La semana pasada asistieron como invitados al Almuerzo del Grupo Corripio representantes sociales de la provincia Espaillat, quienes presentaron su plan de desarrollo consensuado y por el que han decidido trabajar de manera coordinada.

Ayer hicieron lo propio representantes de la provincia de Santiago, que tienen su plan estratégico diseñado en 2010 con miras a 2020 y que tienen muy definido cuáles son sus prioridades.

Casos similares hay en otras provincias del país, lo cual representa una gran ayuda para un plan de desarrollo nacional y para la elaboración anual del Presupuesto del sector público.

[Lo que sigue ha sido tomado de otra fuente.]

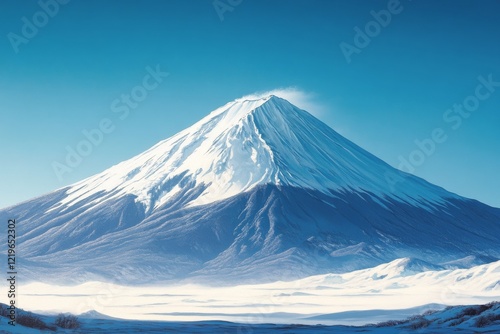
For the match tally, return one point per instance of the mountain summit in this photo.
(257, 190)
(244, 144)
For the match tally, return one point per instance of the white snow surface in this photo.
(388, 286)
(247, 143)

Las provincias en las que las representaciones políticas, comunitarias y sociales han definido sus prioridades lo han hecho tras profundas reflexiones, estudios y debates.

Pueden hablar con propiedad de lo que realmente necesitan de manera prioritaria.
Al menos los representantes de Santiago y Espaillat han manifestado su convencimiento de que esos programas no se alcanzan en un año, pero sí que se debe trabajar de manera consistente, sin importar los rostros que dirijan las instituciones públicas o privadas.

Por ahí debe empezar a elaborarse el presupuesto anual del Gobierno. Ese instrumento también puede ayudar al Congreso Nacional a darle seguimiento a las ejecutorias del Poder Ejecutivo.

No sería difícil si existiera la voluntad de escuchar de las propias comunidades cuáles son sus necesidades perentorias.
Se trataría de una ejecución democrática y participativa del Presupuesto.